Date: April 29, 2009
Speaker: Mark Cohen, Ben Johnston
Title: The Cairo Geniza: Ancient Papers in the Digital Age
Description: The Cairo Geniza is a collection of an estimated 750,000 manuscript pages found discarded for "burial" in the Geniza chamber of the Ben Ezra Synagogue in Cairo in the late 19th century. In addition to holding religious poems and fragments of Torah scrolls, the Cairo Geniza contained from 10,000 to 15,000 mundane papers from the medieval period - letters, contracts, wills, and other legal documents from everyday life - preserved in the area’s arid climate. For more than two decades, Cohen and his Princeton colleagues have been working to bring the ancient papers into the digital age. Their work, called the Princeton Geniza Project, has created the world’s only online, searchable-text database of the Cairo Geniza’s historical documents.

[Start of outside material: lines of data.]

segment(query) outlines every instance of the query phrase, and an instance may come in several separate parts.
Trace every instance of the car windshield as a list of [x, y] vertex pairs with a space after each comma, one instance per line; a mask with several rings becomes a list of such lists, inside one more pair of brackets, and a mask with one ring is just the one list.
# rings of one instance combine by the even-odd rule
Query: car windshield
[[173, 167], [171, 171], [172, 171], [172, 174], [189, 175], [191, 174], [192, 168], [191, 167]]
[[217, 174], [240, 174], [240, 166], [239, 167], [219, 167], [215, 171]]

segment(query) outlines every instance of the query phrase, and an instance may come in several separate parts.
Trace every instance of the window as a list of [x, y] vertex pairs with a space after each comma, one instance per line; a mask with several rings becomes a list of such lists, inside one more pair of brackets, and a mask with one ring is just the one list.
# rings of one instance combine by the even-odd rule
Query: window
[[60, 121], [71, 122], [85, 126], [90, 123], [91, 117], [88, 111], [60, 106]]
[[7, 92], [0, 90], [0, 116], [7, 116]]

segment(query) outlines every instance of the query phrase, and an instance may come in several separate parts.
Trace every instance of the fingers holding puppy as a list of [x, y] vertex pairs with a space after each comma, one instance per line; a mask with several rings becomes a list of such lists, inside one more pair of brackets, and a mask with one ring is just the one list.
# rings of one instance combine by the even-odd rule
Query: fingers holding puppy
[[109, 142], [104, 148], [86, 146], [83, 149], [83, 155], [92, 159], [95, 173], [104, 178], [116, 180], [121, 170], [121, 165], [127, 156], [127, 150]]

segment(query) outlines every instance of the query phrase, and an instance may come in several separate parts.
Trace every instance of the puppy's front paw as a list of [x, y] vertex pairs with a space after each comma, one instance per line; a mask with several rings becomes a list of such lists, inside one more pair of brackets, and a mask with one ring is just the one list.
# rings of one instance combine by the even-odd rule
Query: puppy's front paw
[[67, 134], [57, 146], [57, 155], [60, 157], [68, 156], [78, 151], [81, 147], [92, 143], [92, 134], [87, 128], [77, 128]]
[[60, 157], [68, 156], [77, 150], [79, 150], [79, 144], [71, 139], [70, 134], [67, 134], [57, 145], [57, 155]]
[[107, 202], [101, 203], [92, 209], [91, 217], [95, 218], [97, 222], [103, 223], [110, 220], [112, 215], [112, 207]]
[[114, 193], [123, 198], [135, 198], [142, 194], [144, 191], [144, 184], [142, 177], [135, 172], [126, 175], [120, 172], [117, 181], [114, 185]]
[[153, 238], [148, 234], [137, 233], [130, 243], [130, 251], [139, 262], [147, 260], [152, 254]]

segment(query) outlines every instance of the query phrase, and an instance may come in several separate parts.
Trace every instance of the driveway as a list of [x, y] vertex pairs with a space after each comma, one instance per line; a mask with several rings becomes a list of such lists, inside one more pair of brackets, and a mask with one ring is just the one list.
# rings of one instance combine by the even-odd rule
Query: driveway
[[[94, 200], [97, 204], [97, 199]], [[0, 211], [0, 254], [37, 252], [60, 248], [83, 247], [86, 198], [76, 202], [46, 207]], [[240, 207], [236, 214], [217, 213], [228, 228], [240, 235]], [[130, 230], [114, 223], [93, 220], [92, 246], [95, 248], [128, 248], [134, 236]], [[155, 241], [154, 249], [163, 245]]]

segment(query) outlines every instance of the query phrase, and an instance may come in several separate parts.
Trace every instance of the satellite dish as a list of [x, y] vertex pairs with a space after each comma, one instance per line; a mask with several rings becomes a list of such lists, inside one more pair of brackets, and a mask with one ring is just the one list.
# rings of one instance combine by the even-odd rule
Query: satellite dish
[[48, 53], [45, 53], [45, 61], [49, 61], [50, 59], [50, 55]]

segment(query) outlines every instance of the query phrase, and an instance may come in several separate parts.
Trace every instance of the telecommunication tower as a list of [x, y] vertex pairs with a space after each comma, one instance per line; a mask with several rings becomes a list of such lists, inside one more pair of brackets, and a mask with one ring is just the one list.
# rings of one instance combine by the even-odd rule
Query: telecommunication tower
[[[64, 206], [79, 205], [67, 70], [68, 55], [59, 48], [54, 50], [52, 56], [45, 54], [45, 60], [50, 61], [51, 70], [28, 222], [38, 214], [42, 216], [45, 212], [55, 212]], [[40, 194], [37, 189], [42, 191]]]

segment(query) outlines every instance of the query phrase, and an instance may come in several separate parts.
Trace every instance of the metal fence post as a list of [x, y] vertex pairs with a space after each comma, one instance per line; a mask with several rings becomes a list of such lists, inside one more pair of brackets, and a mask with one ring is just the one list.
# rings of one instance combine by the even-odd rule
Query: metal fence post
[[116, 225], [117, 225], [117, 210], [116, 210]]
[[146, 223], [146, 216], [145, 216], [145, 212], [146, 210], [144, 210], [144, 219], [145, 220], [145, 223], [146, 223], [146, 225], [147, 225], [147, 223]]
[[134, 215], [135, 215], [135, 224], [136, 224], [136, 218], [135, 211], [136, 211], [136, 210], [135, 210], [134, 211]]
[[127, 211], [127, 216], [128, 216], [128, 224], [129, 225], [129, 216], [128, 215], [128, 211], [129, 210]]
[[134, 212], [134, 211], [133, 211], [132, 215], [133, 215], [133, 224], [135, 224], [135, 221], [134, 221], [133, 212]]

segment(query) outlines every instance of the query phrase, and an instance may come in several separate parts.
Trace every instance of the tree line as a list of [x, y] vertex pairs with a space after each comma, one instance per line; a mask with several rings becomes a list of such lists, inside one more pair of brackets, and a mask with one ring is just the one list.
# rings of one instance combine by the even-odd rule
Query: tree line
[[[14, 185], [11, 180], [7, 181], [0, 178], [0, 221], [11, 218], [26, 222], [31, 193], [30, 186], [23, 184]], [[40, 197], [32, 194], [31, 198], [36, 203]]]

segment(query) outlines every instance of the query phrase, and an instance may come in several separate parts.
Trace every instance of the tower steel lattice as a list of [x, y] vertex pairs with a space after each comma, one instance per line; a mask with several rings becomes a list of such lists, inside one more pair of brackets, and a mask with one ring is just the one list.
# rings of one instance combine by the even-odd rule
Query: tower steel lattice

In 1986, Cohen and his colleague in the Near Eastern Studies department, Avrom Udovitch, proposed starting a computerized database of geniza documents. IBM and the Near Eastern Studies department supported the effort, and in the past 20 years, with help from technology upgrades and recent grants from the Friedberg Genizah Project and the University, the database has grown to include more than 4,000 documents (as much as a quarter of the historical geniza), available online and searchable in Hebrew and Arabic script or English keywords. The database used for this purpose, called TextGarden, contains transcriptions of Judeo-Arabic, Hebrew, and Arabic documents in XML format and allows for the storage of not only the transcriptions themselves, but also of the images, genres, news stories, essays, locations, and people involved with these documents. In this talk, Mark Cohen, Professor of Near Eastern Studies, will discuss the background and challenges of this project. Ben Johnston from Princeton's Educational Technologies Center, who has maintained the TextGarden database since 2006, will speak about the TextGarden database.
Bio: Dr. Mark Cohen is a Professor of Near Eastern Studies. His research specialty is Jews in the Muslim world and the history of Jews in the Middle Ages under Islam.
Ben Johnston is an Instructional Designer with the Educational Technologies Center and is manager of the Humanities Resource Center.